悲しい時は歌うたい うれしい時も歌うたう
それでは皆サン これにてさようなら
元気で ゆかいに 暮しましよう。

 と、テーマソングの中では特に強烈である。

 相応の腕を持ちながら、戦後の漫才ブームに乗り切れなかったのは江美領一の体調不良にあったようである。江美領一は戦後蔓延したヒロポン中毒に悩んでいたそうで、一時期療養所に入ったほどであった。

 このヒロポン中毒振りは楽屋でも有名だったそうで、上岡龍太郎は駆け出し時代の強烈な先輩として自伝『上岡龍太郎かく語りき―私の上方芸能史』の中に記している。

(花園)ベティ(江見)領一さんの領一さんは西川ヒノデ師匠の弟で、これはもうヒロポンの中毒で有名な人でした。中毒を治すために施設に収容されてたこともありました。とにかくヒロポン中毒がひどかった人で、アンプルを切りすぎて親指の先が半分ぐらいしかないようになってしまってましたが、それで器用にギターを弾いてはりました。ギターのうまい人でした。

 なんとか中毒から抜け出した江美領一は、仲間の勧めで吉本興業に所属。吉本が演芸興行に復帰する際の第一陣として梅田花月やなんば花月に出演する事となった。

 吉本の舞台ではなかなかの人気を持っており、漫才ブーム以前の中堅の一人であった。ベティ夫妻の姉にあたる中山恵津子も「中山恵津子ショー」として舞台に立っており、姉妹で同じ舞台に出る事もあったようである。

 しかし、1970年代後半から始まった漫才ブームや演芸界の改革で、吉本を退社。以降は営業や巡業で稼ぐフリーの漫才師となった。

 上方演芸協会や上方芸能親和会などといった協会にはあまり関与せず、本当にフリーの立場を貫いた。

 長老として矍鑠と働いていたが、最初に領一が体調を悪くして2000年に死去。没年は高橋ひろみ氏よりご教示いただいた。

 残されたベティは姉の中山恵津子の近くに住み、娘の面倒を見て貰って余生を送っていたというが、2017年に亡くなられたという。

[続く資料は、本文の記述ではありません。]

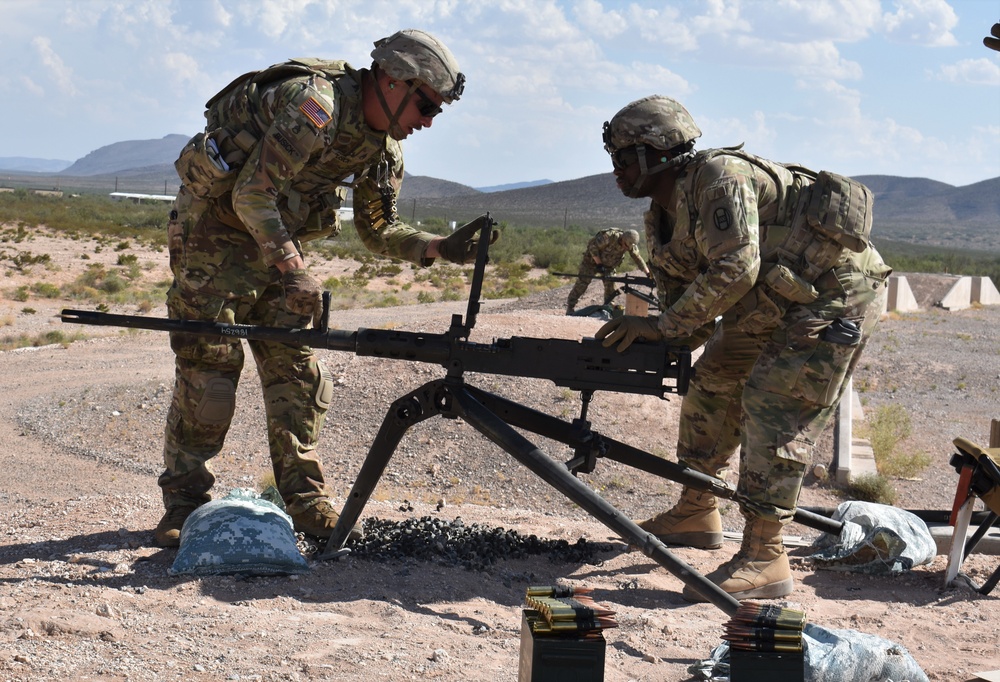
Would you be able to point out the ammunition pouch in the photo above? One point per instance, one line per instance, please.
(757, 313)
(787, 284)
(209, 163)
(841, 210)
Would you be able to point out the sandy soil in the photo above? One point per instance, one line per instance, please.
(85, 595)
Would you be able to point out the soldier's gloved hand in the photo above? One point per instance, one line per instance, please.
(303, 294)
(627, 329)
(460, 246)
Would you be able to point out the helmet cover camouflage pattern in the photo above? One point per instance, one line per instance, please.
(412, 54)
(656, 121)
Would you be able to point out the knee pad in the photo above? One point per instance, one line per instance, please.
(218, 402)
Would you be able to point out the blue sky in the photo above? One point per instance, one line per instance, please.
(893, 87)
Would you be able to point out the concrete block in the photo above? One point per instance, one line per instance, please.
(959, 296)
(942, 533)
(862, 459)
(900, 298)
(984, 292)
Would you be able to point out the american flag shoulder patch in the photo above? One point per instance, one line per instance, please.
(315, 112)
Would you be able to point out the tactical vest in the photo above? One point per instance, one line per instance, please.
(818, 216)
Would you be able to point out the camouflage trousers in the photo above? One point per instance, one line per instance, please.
(588, 270)
(771, 393)
(219, 276)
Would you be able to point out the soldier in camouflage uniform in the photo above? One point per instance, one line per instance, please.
(605, 251)
(782, 255)
(280, 150)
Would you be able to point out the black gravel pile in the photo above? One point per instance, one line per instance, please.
(475, 546)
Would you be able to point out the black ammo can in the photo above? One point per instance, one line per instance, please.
(559, 658)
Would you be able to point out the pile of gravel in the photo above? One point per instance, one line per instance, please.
(453, 543)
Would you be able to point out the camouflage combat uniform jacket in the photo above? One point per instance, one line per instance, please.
(739, 240)
(270, 171)
(605, 247)
(290, 140)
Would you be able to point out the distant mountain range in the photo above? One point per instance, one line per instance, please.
(912, 210)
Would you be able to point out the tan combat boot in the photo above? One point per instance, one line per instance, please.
(759, 570)
(693, 522)
(168, 530)
(320, 519)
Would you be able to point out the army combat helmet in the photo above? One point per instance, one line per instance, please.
(414, 55)
(657, 122)
(417, 58)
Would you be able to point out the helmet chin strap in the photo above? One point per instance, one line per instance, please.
(664, 164)
(394, 129)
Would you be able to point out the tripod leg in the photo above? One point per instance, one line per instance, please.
(557, 429)
(556, 475)
(411, 409)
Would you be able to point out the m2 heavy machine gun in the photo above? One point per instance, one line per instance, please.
(580, 365)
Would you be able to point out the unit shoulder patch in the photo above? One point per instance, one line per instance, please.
(315, 112)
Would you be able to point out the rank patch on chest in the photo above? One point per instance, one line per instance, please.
(316, 113)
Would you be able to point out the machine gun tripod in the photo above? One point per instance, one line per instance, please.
(585, 366)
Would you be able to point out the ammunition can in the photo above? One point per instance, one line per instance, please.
(761, 666)
(559, 657)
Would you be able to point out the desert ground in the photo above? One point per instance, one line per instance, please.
(85, 595)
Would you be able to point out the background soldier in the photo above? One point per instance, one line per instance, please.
(268, 173)
(799, 289)
(605, 251)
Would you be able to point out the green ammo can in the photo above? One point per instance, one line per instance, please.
(559, 657)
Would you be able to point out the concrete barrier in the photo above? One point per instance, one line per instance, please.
(959, 297)
(984, 292)
(900, 298)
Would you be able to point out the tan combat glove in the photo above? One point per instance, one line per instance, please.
(303, 294)
(627, 329)
(460, 246)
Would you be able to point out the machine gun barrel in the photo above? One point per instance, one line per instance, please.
(581, 365)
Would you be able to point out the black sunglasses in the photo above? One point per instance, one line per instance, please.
(425, 105)
(624, 157)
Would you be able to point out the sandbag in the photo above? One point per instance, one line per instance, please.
(242, 534)
(876, 539)
(833, 656)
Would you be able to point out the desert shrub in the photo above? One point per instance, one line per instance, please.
(886, 428)
(872, 488)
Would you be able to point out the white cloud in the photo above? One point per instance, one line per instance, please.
(819, 59)
(815, 20)
(58, 71)
(31, 86)
(971, 71)
(596, 21)
(921, 22)
(180, 69)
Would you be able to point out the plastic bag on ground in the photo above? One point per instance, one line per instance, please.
(241, 533)
(876, 539)
(833, 656)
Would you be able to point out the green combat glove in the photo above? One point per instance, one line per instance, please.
(629, 328)
(303, 294)
(460, 246)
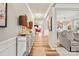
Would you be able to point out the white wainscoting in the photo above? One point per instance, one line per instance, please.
(8, 47)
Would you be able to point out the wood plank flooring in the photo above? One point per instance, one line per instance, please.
(41, 47)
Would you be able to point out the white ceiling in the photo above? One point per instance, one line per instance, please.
(38, 7)
(67, 5)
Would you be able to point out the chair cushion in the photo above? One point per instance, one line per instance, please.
(74, 43)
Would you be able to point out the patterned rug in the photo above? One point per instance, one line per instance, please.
(41, 47)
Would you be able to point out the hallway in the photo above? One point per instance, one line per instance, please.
(41, 47)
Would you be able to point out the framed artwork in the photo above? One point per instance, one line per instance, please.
(3, 14)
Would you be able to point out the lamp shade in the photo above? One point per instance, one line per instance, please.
(23, 20)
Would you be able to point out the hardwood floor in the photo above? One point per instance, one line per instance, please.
(41, 47)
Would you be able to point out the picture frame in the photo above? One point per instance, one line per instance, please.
(3, 14)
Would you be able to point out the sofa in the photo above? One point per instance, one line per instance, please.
(69, 40)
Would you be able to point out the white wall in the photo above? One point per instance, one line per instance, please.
(14, 11)
(69, 14)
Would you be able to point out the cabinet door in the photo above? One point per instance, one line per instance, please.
(21, 46)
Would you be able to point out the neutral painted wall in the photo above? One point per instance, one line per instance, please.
(13, 12)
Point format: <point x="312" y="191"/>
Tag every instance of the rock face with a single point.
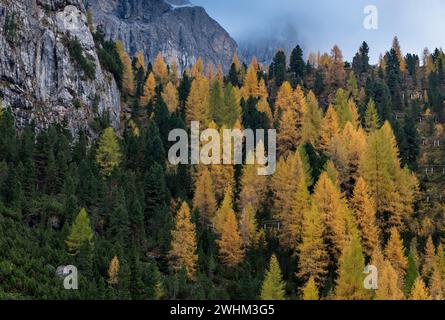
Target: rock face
<point x="39" y="78"/>
<point x="180" y="31"/>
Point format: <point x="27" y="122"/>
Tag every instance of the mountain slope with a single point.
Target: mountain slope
<point x="42" y="73"/>
<point x="180" y="31"/>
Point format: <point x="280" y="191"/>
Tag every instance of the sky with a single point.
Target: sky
<point x="319" y="24"/>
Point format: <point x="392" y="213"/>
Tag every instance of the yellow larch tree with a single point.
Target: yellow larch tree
<point x="230" y="244"/>
<point x="170" y="97"/>
<point x="149" y="91"/>
<point x="285" y="99"/>
<point x="310" y="290"/>
<point x="174" y="74"/>
<point x="140" y="61"/>
<point x="312" y="120"/>
<point x="392" y="189"/>
<point x="204" y="197"/>
<point x="128" y="85"/>
<point x="291" y="231"/>
<point x="365" y="218"/>
<point x="388" y="283"/>
<point x="313" y="256"/>
<point x="429" y="259"/>
<point x="198" y="68"/>
<point x="223" y="210"/>
<point x="248" y="226"/>
<point x="419" y="291"/>
<point x="329" y="128"/>
<point x="284" y="184"/>
<point x="197" y="101"/>
<point x="160" y="70"/>
<point x="346" y="150"/>
<point x="395" y="254"/>
<point x="250" y="88"/>
<point x="253" y="186"/>
<point x="333" y="209"/>
<point x="183" y="245"/>
<point x="113" y="271"/>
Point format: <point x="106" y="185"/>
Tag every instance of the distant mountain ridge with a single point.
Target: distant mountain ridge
<point x="177" y="29"/>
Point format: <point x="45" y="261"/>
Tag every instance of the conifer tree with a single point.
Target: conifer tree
<point x="290" y="233"/>
<point x="108" y="154"/>
<point x="183" y="245"/>
<point x="216" y="103"/>
<point x="365" y="217"/>
<point x="329" y="128"/>
<point x="149" y="90"/>
<point x="224" y="209"/>
<point x="81" y="233"/>
<point x="198" y="68"/>
<point x="250" y="88"/>
<point x="350" y="273"/>
<point x="388" y="283"/>
<point x="128" y="84"/>
<point x="332" y="208"/>
<point x="284" y="183"/>
<point x="113" y="271"/>
<point x="230" y="243"/>
<point x="313" y="257"/>
<point x="248" y="226"/>
<point x="197" y="101"/>
<point x="371" y="117"/>
<point x="429" y="259"/>
<point x="204" y="197"/>
<point x="419" y="291"/>
<point x="411" y="274"/>
<point x="140" y="62"/>
<point x="160" y="69"/>
<point x="232" y="110"/>
<point x="436" y="286"/>
<point x="342" y="109"/>
<point x="391" y="188"/>
<point x="310" y="291"/>
<point x="285" y="99"/>
<point x="170" y="97"/>
<point x="273" y="285"/>
<point x="312" y="120"/>
<point x="394" y="252"/>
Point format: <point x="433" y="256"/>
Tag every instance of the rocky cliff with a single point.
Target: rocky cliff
<point x="49" y="69"/>
<point x="177" y="29"/>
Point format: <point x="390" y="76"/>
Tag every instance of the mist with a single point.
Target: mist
<point x="319" y="24"/>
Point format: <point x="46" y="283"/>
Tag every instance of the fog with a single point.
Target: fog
<point x="319" y="24"/>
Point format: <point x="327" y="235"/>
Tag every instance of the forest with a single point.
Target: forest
<point x="360" y="180"/>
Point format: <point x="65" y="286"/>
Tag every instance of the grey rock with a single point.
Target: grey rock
<point x="38" y="78"/>
<point x="178" y="30"/>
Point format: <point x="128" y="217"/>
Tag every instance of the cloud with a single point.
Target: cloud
<point x="319" y="24"/>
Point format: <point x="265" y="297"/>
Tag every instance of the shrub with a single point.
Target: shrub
<point x="76" y="54"/>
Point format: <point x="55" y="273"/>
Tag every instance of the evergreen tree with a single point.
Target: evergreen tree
<point x="411" y="274"/>
<point x="297" y="64"/>
<point x="80" y="234"/>
<point x="230" y="243"/>
<point x="313" y="257"/>
<point x="310" y="291"/>
<point x="350" y="273"/>
<point x="128" y="84"/>
<point x="108" y="154"/>
<point x="419" y="291"/>
<point x="394" y="252"/>
<point x="364" y="214"/>
<point x="273" y="285"/>
<point x="183" y="245"/>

 末妹が姉の恵津子、裕美子よりも先に亡くなったというわけである。

コメント

  1. 堀内 紀文子 より:

    私はベティ・領一の次女でございます。記憶のズレや薄れもあるとは思いますが、お聞きになりたい事があれば覚えている限りはお答えさせていただきます。伯父である西川ヒノデ氏に関しては、父龍一の父親違いの兄弟です。両親を見送った私の気持ちもありコメントさせていただきました。

    • 喜利彦山人 より:

      このたびはご連絡ありがとうございます。上方漫才のすべて管理人の神保喜利彦です。
      なぜかメールアドレスがつながらなかったため(送りましたがメールアドレス不明となってしまいました)、コメントで返信を致します。ご了承くださりませ。
      花園ベティの項目執筆の折、高橋ひろみ氏及び中山恵津子氏経由で色々とご教示を頂けまして、なんとか記事を立項いたした次第です。ご遺族からご連絡いただけるとは恐縮の限りです。
      さて、サイトでもいくつか謎をぼかしてしまいましたが、お尋ねいたしたい事がございます。

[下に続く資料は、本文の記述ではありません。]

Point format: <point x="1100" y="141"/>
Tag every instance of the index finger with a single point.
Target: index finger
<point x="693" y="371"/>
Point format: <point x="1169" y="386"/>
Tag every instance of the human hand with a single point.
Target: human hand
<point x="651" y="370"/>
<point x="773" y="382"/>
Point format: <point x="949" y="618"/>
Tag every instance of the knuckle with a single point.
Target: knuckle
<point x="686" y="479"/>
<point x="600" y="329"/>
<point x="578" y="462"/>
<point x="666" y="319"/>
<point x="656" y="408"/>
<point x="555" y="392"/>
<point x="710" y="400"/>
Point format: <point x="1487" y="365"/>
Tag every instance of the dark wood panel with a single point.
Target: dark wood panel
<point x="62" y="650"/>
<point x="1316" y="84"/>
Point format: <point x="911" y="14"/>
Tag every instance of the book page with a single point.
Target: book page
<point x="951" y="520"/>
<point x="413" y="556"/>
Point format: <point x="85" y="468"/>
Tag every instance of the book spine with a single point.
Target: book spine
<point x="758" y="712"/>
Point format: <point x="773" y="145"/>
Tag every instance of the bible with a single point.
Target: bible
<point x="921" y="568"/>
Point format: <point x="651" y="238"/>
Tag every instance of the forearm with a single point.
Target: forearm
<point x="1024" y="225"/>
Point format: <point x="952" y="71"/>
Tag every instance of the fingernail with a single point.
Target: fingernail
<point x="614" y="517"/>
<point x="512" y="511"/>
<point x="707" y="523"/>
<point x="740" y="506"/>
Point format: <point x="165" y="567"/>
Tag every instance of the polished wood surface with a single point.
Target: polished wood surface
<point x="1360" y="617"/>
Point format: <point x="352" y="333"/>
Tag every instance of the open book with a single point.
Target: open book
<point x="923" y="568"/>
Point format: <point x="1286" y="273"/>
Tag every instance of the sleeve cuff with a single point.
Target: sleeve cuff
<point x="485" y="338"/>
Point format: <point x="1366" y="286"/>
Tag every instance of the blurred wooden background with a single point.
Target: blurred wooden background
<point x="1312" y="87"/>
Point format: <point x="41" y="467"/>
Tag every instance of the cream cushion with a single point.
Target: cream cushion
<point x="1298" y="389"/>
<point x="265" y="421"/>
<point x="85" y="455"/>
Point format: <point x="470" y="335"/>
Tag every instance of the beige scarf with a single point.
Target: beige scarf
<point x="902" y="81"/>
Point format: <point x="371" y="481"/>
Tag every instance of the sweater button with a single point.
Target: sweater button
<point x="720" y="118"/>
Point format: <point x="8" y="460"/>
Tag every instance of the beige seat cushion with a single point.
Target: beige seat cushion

      一、花園ベティ氏の母は浪曲師、姉も浪曲師ですが、花園ベティ当人は娘浪曲師だった事があるのでしょうか。姉二人が浪曲師、しかも後年の漫才で歌謡浪曲を唸っていた事を考えると浪曲を習っていた感が強そうなのですが、そこのところはどのようなものでしょうか。芸名などあったのでしょうか。

      二、西川ヒノデとは父違いの兄弟(異父兄弟)とありますが、堀内姓になったのは母親(ヒノデの実母)が堀内某に嫁がれた――という事でしょうか。ヒノデの連れ子が大阪におりますが、「ヒノデ叔父は若い頃のことをほとんど語らない」との由で、またヒノデの実弟(鳥取に遺族がいます)は幼いころ養子に出されているためにその辺りの事情をほとんど知らず――という感じでして、「西川ヒノデと領一は兄弟」というのが非常に悩ましい記載となっております。
      ヒノデ遺族の話では最晩年の実母の面倒を見ていたらしいですが、判然と致しません。家庭的な問題故、深くはツッコミできませんが、ご存じの範囲でご教示いただけますと幸いです。

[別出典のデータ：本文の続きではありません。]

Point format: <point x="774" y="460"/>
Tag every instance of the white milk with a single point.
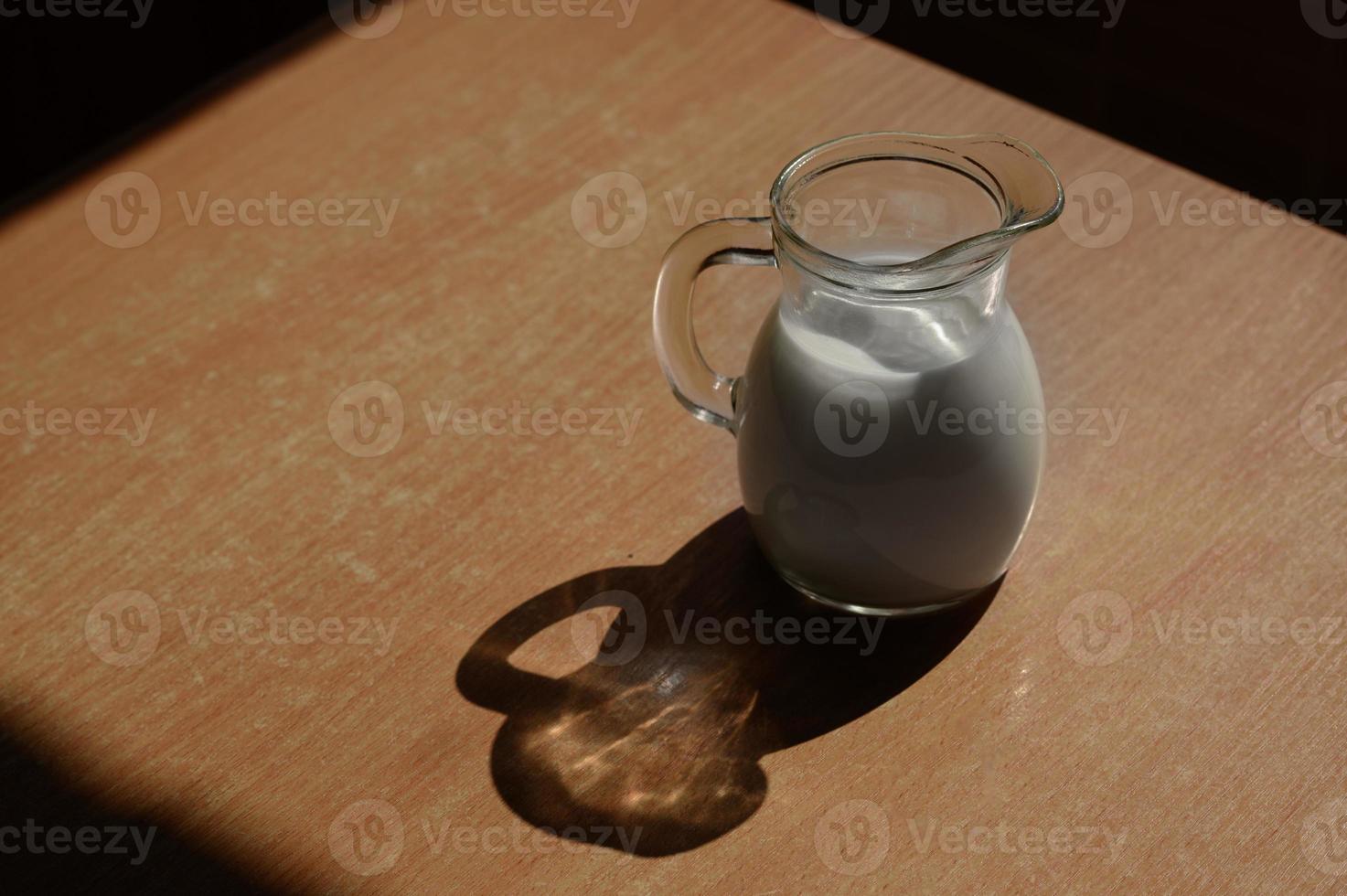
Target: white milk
<point x="859" y="489"/>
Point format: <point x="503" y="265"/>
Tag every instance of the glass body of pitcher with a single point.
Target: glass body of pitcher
<point x="891" y="422"/>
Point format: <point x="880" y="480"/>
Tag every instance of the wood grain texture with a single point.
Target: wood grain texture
<point x="1213" y="757"/>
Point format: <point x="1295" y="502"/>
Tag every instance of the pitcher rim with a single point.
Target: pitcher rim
<point x="945" y="267"/>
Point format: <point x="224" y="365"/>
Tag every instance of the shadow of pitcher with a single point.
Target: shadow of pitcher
<point x="711" y="662"/>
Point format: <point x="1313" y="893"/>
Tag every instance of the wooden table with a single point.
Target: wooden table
<point x="1153" y="701"/>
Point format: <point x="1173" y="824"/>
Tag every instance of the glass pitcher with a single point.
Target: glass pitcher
<point x="891" y="422"/>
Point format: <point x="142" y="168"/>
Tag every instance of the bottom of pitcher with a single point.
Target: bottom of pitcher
<point x="865" y="609"/>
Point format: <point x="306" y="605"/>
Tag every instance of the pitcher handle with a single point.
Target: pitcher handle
<point x="708" y="395"/>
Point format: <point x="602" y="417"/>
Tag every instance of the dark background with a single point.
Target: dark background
<point x="1249" y="94"/>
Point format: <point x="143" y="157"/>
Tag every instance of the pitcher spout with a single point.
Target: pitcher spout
<point x="927" y="210"/>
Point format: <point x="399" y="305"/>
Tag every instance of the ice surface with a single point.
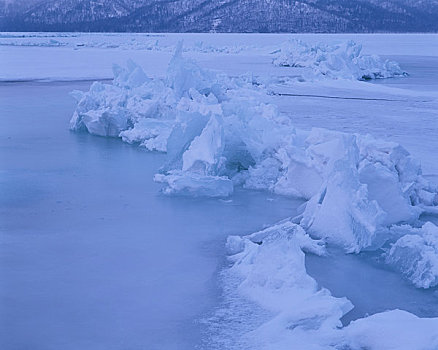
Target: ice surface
<point x="91" y="256"/>
<point x="415" y="254"/>
<point x="220" y="133"/>
<point x="271" y="268"/>
<point x="344" y="61"/>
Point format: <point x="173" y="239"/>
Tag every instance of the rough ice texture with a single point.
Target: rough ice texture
<point x="344" y="61"/>
<point x="271" y="267"/>
<point x="218" y="133"/>
<point x="415" y="254"/>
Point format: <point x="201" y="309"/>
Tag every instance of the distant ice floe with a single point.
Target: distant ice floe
<point x="361" y="194"/>
<point x="344" y="61"/>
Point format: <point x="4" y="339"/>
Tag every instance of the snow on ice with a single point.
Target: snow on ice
<point x="361" y="193"/>
<point x="344" y="61"/>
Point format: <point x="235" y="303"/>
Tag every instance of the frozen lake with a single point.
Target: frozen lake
<point x="92" y="256"/>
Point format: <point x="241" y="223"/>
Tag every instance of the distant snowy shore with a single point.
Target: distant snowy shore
<point x="361" y="193"/>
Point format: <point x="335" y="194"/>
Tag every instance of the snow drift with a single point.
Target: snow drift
<point x="360" y="193"/>
<point x="270" y="266"/>
<point x="344" y="61"/>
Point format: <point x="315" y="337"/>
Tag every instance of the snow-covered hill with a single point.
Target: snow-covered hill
<point x="221" y="16"/>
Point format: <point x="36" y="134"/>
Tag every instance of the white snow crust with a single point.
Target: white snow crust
<point x="270" y="265"/>
<point x="361" y="193"/>
<point x="343" y="61"/>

      三、江美領一氏の経歴には謎が残ります。若いころはどういう経歴を辿り、どういう経緯で漫才界に入ったのか、そして西川ヒノデ門下だったのかどうか、ご存じの範囲でご教示いただけますでしょうか。

      四、1980年頃に吉本を退社した後は、関西演芸協会にも親和協会にも属せず消息があいまいだったのですが、いつ頃まで舞台にお出になられていたのでしょうか。サイトの写真では1990年代初頭までは出ていた事が確認できますが――やはり巡業や余興などが中心だったのでしょうか。

      長々としたメールとなり恐縮ですが、ご回答いただければ幸いです。よろしくお願いいたします。
      サイトの方も更新を続けてまいります。